Entanglement in Mesoscopic Structures: Role of Projection
A. V. Lebedev, G. Blatter, C. W. J. Beenakker, G. B. Lesovik

TL;DR
This paper theoretically investigates how entanglement arises in mesoscopic structures through beam splitter-induced correlations, emphasizing the roles of fermionic statistics and projective measurements in generating spin-entangled electrons.
Contribution
It introduces a model demonstrating entanglement generation in non-interacting mesoscopic systems via polarized sources and beam splitters, highlighting the importance of projection and fermionic statistics.
Findings
Bell inequality violation indicates entanglement presence.
Projection and fermionic statistics are crucial for entanglement generation.
Tunable correlations enable control over entanglement in mesoscopic devices.
Abstract
We present a theoretical analysis of the appearance of entanglement in non-interacting mesoscopic structures.
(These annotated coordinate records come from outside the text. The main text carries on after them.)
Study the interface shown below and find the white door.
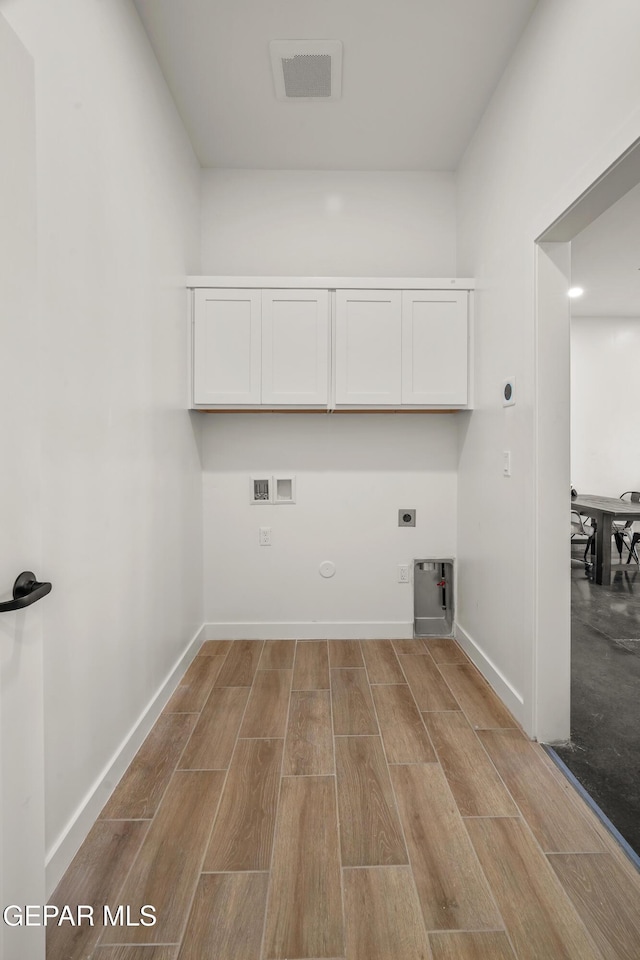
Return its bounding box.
[0,15,47,960]
[402,290,468,406]
[336,290,402,407]
[262,290,329,406]
[193,290,261,406]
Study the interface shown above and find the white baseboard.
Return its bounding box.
[204,620,413,640]
[46,625,204,897]
[453,623,524,723]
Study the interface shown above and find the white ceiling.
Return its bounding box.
[134,0,536,170]
[571,178,640,317]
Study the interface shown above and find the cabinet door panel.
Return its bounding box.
[402,290,467,406]
[336,290,402,406]
[262,290,329,406]
[193,290,261,405]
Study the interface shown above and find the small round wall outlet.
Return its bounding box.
[398,507,416,527]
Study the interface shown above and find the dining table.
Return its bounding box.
[571,493,640,584]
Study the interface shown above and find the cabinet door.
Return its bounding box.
[402,290,468,406]
[193,290,261,406]
[262,290,329,406]
[336,290,402,407]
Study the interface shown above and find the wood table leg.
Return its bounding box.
[595,513,611,585]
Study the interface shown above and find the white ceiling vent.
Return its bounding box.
[269,40,342,100]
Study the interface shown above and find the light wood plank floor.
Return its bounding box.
[47,639,640,960]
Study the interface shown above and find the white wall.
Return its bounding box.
[3,0,202,883]
[571,317,640,497]
[458,0,640,738]
[202,170,456,277]
[203,414,457,637]
[202,170,457,637]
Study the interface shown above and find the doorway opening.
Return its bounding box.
[536,131,640,862]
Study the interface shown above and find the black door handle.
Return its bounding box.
[0,570,51,613]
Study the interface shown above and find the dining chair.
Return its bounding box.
[613,490,640,564]
[571,510,596,567]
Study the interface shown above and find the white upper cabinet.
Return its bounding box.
[402,290,468,406]
[262,290,329,406]
[192,277,473,410]
[336,290,402,407]
[193,290,262,406]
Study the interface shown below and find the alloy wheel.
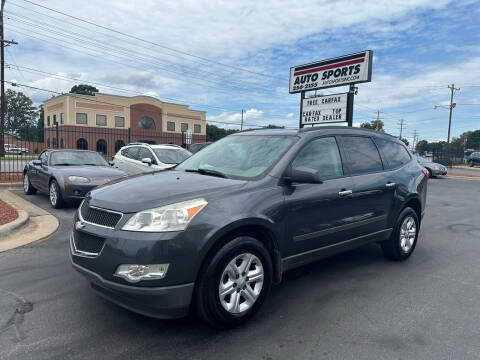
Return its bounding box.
[400,216,417,253]
[218,253,264,314]
[50,181,58,206]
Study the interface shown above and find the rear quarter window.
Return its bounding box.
[342,136,383,175]
[375,139,411,169]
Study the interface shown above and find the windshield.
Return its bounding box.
[153,148,192,164]
[176,135,295,179]
[50,151,108,166]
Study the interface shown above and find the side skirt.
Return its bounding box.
[282,229,392,271]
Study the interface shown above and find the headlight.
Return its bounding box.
[122,199,208,232]
[68,176,90,184]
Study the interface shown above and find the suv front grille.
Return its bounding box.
[73,230,105,255]
[80,201,122,229]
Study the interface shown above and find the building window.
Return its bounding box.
[115,140,125,154]
[138,116,155,129]
[95,114,107,126]
[75,113,88,125]
[77,138,88,150]
[115,116,125,127]
[97,139,107,154]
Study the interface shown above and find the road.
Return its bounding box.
[0,179,480,360]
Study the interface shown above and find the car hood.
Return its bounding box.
[51,165,126,181]
[87,170,247,213]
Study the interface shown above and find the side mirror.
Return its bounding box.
[142,158,152,166]
[285,166,322,184]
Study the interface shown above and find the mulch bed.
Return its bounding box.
[0,200,18,225]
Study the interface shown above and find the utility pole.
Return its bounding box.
[397,119,405,140]
[412,130,418,151]
[447,84,460,144]
[0,0,17,156]
[375,110,382,131]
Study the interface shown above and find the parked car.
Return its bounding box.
[112,143,192,175]
[415,155,447,177]
[188,141,212,154]
[467,151,480,167]
[70,127,428,328]
[23,150,126,208]
[3,144,28,155]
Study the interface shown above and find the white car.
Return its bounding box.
[112,143,192,175]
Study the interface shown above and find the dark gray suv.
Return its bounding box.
[70,127,428,328]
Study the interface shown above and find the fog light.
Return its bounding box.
[115,264,168,282]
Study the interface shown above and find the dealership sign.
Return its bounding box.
[290,50,372,94]
[301,93,348,125]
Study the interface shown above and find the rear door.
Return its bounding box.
[285,136,354,255]
[340,136,395,237]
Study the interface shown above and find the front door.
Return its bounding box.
[340,136,396,237]
[285,136,354,256]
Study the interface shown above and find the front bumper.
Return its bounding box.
[72,261,195,319]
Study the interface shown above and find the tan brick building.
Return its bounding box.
[44,93,206,155]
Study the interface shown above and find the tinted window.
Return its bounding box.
[138,148,153,161]
[122,146,138,160]
[176,135,295,179]
[292,137,343,178]
[375,139,410,169]
[342,136,383,174]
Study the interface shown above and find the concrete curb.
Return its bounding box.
[0,209,30,238]
[0,187,59,253]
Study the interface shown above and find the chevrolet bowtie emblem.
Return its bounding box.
[75,221,85,230]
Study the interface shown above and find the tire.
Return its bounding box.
[23,173,37,195]
[194,236,273,329]
[48,180,65,209]
[382,207,420,261]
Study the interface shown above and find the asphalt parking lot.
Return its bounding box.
[0,178,480,360]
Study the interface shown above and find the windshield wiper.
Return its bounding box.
[185,168,229,179]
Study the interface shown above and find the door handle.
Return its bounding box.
[338,190,353,196]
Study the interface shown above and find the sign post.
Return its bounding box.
[289,50,373,128]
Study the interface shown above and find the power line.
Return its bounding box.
[16,0,278,78]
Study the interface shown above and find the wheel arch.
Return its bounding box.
[197,219,282,283]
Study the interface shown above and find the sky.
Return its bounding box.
[5,0,480,142]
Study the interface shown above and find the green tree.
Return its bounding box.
[70,84,98,96]
[5,89,37,135]
[360,120,385,133]
[207,124,238,141]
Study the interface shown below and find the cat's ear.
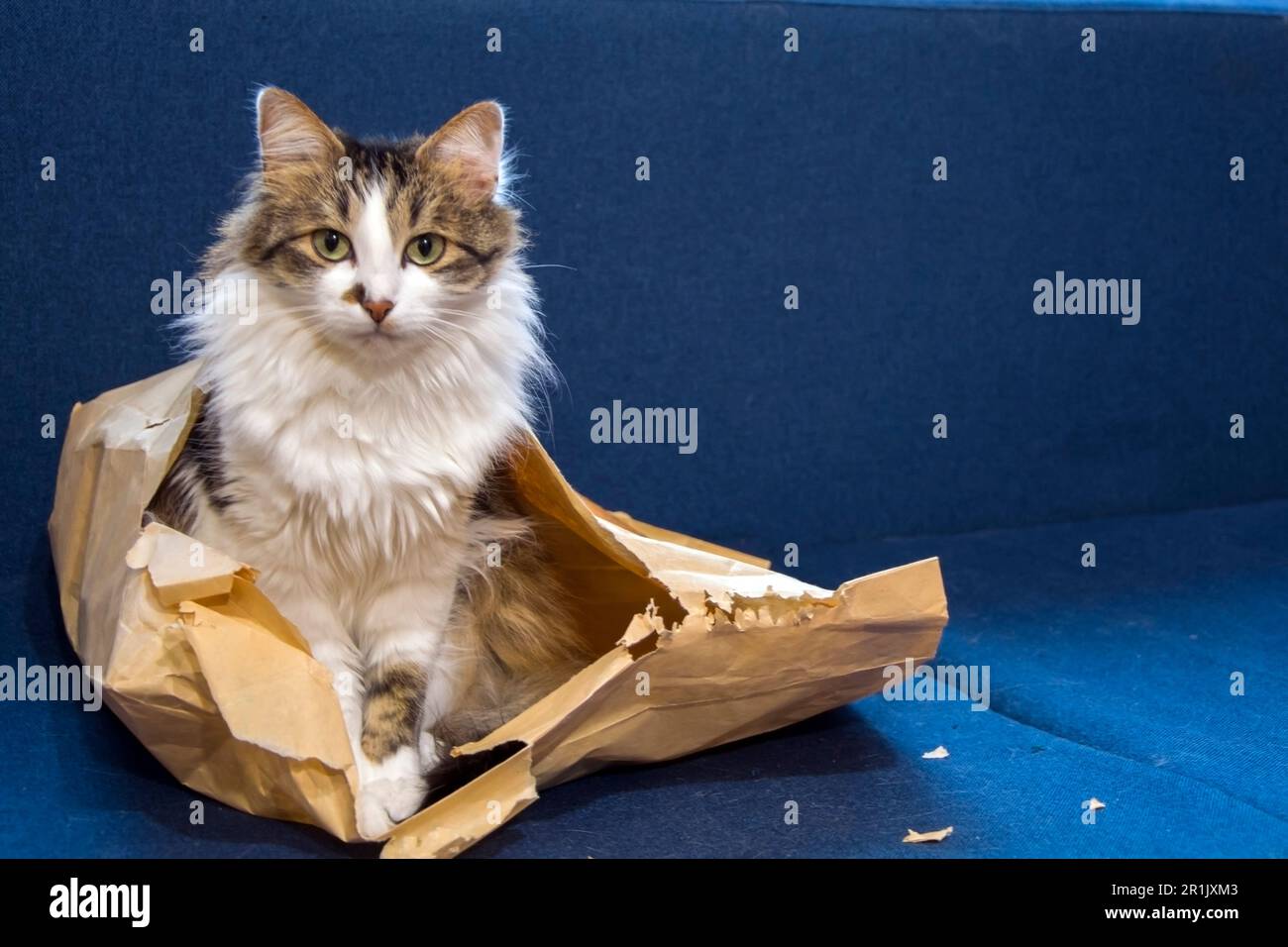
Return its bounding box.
[416,102,505,204]
[255,86,344,171]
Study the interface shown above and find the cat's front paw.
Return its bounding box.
[357,746,426,840]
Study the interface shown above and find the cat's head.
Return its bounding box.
[211,87,522,360]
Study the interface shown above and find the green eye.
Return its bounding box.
[407,233,447,266]
[313,231,349,263]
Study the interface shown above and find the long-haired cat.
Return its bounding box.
[151,87,588,837]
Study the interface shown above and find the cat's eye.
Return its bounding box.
[407,233,447,266]
[313,230,349,263]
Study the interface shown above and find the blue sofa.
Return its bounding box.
[0,0,1288,857]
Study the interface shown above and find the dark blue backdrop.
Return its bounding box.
[0,0,1288,854]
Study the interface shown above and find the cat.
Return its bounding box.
[150,87,590,839]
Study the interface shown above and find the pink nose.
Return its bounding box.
[362,299,394,326]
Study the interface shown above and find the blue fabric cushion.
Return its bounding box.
[0,502,1288,858]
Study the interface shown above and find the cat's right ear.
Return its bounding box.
[255,86,344,171]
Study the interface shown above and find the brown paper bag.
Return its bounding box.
[49,364,948,857]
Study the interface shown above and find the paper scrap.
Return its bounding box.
[903,826,953,841]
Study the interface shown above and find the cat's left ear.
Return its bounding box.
[416,102,505,204]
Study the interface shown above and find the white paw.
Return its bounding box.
[357,746,425,839]
[420,730,447,773]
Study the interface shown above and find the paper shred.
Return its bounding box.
[903,826,953,841]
Our setup involves two oppositely polarized sources injecting electrons of opposite spin into the two incoming leads. The mixing of these polarized streams in an ideal four-channel beam splitter produces two outgoing streams with particular tunable correlations. A Bell inequality test involving cross-correlated spin-currents in opposite leads signals the presence of spin-entanglement between particles propagating in different leads. We identify the role of fermionic statistics and projective measurement in the generation of these spin-entangled electrons.